Anna Danielon (proprietario verificato)
La ringrazio per aver letto il libro e per il prezioso commento. In effetti “Il primo quarto di luna” è un libro della collana Bookabook per i ragazzi, particolarmente indicato come lettura per le scuole medie.
asiapaglino
I protagonisti della storia sono Alex e Liam, due amici d’infanzia a cui viene data una busta legata alla sola richiesta di portare il suo contenuto alla Biblioteca Nazionale di Firenze.
Serve poco ai due ragazzi per capire che quel “semplice” foglio da recapitare in realtà potrebbe nascondere o significare ben altro e quindi, spinti dalla curiosità mista all’eccitazione per la nuova avventura, iniziano a fare ricerche per capire quali siano le origini di quel manoscritto.

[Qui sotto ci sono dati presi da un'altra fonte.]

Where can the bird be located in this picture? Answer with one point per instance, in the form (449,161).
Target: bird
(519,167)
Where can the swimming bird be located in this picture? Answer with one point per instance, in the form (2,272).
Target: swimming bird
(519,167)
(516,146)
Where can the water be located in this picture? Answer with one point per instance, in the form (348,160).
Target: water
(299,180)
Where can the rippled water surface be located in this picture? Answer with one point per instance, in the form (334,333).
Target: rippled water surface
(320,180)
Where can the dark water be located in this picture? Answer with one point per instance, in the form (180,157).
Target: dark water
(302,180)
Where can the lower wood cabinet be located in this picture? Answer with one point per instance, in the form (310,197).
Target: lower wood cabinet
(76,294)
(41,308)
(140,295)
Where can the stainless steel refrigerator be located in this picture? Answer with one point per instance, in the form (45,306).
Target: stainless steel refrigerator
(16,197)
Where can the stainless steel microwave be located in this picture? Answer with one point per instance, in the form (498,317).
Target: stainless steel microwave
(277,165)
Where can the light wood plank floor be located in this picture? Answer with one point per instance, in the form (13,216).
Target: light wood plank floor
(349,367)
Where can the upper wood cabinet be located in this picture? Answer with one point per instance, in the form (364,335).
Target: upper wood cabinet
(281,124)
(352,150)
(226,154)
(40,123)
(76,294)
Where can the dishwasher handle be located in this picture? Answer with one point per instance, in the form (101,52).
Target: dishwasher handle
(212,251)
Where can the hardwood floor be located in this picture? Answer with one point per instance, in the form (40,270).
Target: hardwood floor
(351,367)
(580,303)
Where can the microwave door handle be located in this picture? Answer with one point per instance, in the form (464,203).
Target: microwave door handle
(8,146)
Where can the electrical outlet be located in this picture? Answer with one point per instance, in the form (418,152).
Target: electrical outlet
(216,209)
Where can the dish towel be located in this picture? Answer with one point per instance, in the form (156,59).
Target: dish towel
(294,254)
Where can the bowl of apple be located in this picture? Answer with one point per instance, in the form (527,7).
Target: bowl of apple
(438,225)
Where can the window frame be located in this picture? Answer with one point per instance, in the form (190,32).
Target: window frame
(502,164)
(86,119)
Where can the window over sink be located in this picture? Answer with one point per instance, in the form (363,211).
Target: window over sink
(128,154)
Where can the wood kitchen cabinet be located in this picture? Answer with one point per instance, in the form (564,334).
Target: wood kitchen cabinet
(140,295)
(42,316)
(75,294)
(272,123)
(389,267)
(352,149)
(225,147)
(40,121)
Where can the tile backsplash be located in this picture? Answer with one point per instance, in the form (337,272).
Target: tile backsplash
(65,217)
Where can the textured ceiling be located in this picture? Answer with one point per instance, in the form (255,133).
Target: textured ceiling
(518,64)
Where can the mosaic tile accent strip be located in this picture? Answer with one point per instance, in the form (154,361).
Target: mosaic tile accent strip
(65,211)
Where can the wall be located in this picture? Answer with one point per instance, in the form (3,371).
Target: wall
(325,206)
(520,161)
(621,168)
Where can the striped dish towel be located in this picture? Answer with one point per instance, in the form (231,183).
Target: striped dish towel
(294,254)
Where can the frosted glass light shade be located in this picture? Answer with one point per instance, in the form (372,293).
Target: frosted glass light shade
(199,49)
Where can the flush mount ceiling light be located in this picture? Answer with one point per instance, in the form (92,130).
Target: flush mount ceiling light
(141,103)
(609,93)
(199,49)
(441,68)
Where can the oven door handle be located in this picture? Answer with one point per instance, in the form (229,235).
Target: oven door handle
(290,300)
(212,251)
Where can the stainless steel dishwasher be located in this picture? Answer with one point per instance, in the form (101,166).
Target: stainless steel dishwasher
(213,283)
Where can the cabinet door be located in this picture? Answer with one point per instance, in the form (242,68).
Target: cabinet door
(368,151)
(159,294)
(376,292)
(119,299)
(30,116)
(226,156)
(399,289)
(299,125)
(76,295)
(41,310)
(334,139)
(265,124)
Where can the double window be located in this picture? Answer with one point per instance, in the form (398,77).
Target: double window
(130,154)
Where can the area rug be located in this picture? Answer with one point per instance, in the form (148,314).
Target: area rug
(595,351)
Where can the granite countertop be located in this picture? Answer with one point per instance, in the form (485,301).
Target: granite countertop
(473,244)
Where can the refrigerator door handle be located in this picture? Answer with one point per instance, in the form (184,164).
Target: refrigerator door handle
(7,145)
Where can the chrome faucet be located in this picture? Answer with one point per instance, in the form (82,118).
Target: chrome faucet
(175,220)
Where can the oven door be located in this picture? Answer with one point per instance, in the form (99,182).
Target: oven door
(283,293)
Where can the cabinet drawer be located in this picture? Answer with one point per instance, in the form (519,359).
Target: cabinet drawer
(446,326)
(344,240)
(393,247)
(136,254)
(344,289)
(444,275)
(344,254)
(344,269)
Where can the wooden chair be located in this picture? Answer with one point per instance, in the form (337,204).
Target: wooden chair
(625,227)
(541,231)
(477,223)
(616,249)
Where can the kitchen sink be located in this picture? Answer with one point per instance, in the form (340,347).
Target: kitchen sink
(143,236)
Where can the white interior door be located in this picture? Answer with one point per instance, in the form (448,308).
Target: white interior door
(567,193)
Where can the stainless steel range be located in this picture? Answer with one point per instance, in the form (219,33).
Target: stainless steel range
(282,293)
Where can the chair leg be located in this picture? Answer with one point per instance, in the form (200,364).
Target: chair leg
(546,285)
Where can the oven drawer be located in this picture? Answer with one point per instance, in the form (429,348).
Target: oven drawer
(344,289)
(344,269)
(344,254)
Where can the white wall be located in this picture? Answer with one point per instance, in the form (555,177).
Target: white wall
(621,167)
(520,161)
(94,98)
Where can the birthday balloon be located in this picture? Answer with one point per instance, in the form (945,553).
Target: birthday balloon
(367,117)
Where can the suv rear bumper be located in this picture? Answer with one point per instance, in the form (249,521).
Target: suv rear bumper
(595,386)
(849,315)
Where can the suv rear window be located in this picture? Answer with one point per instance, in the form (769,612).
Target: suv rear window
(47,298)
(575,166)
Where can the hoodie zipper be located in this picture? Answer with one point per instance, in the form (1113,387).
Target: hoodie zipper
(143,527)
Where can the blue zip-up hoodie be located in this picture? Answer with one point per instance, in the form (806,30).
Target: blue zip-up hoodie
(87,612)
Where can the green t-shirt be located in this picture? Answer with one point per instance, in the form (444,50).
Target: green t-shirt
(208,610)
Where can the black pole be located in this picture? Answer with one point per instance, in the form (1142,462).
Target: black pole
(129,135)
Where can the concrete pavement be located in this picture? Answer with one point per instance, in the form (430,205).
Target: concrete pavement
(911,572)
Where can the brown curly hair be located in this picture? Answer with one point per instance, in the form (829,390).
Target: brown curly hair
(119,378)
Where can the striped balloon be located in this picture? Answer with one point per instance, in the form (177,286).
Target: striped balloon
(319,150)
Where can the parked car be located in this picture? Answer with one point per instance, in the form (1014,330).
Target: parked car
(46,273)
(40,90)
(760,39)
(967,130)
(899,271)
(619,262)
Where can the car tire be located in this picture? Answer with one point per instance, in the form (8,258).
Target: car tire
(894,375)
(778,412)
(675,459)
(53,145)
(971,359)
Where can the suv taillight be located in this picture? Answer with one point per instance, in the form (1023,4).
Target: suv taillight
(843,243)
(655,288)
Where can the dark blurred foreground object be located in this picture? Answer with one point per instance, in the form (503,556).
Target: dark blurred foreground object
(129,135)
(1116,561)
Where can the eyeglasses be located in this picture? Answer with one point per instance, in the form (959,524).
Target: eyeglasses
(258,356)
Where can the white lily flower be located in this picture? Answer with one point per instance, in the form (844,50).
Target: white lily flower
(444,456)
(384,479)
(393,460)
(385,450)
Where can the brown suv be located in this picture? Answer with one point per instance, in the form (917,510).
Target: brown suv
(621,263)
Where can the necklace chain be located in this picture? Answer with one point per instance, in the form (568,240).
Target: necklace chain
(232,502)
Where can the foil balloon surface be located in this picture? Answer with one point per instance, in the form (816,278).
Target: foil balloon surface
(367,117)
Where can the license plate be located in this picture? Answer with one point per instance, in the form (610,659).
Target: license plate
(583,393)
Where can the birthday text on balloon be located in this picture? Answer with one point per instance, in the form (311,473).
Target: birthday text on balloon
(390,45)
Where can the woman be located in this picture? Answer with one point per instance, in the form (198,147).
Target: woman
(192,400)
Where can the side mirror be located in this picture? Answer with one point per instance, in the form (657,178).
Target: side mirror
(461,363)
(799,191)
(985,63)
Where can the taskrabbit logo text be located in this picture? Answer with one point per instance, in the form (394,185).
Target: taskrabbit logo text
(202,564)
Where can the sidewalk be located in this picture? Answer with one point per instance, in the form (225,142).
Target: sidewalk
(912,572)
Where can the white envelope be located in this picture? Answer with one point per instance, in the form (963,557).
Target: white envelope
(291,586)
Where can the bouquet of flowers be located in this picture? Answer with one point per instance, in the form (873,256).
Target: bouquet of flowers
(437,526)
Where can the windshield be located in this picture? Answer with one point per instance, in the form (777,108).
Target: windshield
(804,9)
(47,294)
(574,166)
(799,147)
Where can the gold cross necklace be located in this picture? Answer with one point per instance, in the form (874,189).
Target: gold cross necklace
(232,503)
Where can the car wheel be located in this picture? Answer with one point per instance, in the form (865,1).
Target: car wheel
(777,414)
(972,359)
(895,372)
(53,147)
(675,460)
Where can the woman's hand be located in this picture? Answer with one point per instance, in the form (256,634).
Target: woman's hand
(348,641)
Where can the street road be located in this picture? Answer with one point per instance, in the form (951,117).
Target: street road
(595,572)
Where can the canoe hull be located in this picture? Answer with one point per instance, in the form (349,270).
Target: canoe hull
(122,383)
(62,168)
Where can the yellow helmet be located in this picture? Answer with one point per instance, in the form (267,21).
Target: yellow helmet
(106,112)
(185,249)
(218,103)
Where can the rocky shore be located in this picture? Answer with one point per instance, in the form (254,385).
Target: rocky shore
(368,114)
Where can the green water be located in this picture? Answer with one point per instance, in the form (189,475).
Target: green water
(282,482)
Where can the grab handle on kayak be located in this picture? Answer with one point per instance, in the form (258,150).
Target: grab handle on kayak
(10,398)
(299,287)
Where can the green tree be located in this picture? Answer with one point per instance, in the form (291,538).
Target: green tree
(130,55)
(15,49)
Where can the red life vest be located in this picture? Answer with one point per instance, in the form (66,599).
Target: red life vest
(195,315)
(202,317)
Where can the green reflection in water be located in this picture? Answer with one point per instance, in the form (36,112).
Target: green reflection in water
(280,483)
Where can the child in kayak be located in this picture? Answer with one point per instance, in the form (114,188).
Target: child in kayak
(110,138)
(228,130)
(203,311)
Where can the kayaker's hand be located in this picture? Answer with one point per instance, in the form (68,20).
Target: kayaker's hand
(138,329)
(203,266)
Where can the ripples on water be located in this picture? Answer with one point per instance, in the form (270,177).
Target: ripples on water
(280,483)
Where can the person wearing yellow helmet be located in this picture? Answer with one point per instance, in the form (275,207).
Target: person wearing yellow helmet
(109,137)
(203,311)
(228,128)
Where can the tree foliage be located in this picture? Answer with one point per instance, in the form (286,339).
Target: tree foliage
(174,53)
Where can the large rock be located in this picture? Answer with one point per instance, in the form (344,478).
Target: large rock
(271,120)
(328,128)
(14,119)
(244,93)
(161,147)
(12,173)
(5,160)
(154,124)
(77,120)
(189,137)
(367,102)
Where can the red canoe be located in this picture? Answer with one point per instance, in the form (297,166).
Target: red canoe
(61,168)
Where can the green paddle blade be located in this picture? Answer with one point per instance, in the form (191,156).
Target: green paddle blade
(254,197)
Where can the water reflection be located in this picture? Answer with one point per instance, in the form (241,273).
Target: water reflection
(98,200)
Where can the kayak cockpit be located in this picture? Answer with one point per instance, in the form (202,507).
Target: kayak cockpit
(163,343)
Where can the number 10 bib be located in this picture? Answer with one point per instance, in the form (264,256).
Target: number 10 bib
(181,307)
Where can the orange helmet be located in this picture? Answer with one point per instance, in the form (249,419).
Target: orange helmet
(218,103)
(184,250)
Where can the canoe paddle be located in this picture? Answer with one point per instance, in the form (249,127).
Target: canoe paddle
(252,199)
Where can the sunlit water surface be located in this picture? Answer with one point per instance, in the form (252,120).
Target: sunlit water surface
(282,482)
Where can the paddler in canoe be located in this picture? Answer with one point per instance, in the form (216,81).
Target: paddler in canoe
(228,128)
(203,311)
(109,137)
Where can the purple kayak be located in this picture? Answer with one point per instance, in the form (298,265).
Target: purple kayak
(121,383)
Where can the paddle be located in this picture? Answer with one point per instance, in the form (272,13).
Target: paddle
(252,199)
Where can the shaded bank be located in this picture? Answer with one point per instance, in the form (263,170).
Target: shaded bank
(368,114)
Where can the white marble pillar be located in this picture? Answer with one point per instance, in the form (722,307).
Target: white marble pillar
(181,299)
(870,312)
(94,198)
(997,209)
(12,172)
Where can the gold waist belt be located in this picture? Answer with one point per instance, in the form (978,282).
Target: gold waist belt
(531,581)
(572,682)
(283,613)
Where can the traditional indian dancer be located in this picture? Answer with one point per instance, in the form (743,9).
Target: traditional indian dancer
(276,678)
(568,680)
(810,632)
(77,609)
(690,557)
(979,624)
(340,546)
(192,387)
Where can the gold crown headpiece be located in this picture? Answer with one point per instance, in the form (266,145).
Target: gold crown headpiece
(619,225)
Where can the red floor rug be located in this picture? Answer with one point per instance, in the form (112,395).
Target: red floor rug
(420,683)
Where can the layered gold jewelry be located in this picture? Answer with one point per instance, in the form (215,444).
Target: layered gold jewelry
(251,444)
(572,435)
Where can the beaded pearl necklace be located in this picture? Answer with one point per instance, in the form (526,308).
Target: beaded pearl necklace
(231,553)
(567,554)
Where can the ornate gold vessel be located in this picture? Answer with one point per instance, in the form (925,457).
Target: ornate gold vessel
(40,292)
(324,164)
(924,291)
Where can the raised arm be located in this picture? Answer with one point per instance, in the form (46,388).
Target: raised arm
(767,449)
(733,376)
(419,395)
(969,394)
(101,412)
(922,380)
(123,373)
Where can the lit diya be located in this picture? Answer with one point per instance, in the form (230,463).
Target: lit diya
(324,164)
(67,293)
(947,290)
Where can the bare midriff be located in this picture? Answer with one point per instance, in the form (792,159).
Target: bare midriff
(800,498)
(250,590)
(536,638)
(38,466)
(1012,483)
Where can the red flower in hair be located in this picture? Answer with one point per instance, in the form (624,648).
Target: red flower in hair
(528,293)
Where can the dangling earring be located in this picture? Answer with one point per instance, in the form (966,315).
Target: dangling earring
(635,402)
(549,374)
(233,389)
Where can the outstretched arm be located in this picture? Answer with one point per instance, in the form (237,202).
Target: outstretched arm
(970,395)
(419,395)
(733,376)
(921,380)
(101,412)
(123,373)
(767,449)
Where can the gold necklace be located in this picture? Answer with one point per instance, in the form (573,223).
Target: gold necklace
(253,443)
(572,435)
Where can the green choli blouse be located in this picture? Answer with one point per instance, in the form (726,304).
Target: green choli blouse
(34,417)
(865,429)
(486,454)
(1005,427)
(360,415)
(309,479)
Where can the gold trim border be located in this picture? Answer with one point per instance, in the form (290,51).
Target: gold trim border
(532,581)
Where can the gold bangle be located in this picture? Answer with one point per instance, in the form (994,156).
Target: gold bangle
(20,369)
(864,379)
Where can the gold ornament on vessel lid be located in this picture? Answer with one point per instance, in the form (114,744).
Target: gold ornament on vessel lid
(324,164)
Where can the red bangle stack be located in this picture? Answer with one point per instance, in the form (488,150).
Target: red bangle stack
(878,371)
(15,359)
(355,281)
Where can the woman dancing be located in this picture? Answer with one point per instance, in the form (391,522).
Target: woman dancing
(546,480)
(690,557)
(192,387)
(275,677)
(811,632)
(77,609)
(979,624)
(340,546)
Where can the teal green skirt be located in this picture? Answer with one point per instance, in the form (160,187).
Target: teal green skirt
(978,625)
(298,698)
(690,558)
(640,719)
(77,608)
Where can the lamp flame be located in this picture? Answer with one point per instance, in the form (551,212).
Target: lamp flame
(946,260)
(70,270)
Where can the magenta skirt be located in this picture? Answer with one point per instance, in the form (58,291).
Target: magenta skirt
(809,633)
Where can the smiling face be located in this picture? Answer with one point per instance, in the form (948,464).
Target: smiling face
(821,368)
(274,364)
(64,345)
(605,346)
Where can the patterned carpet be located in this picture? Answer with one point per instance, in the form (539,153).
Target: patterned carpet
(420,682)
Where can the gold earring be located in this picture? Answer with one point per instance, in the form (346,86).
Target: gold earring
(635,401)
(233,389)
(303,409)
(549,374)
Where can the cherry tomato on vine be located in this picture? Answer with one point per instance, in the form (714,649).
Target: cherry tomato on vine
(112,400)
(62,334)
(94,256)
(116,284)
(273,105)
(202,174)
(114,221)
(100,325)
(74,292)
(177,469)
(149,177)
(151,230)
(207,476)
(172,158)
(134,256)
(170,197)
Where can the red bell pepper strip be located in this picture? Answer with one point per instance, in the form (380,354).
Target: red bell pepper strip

Credo che chiunque da bambino abbia sognato almeno una volta di trovare un tesoro inaspettato e scoprire magari che fosse legato a qualche personaggio importante del passato o alla propria famiglia e alla propria storia; è proprio questa cosa che più mi ha incuriosita e mi ha spinta ad iniziare il libro.
Lo stile di scrittura del romanzo è sicuramente scorrevole, l’unica cosa è che in alcuni momenti si ha quasi l’impressione che il libro sia stato scritto per un pubblico di ragazzi e non di adulti; per il resto libro carino.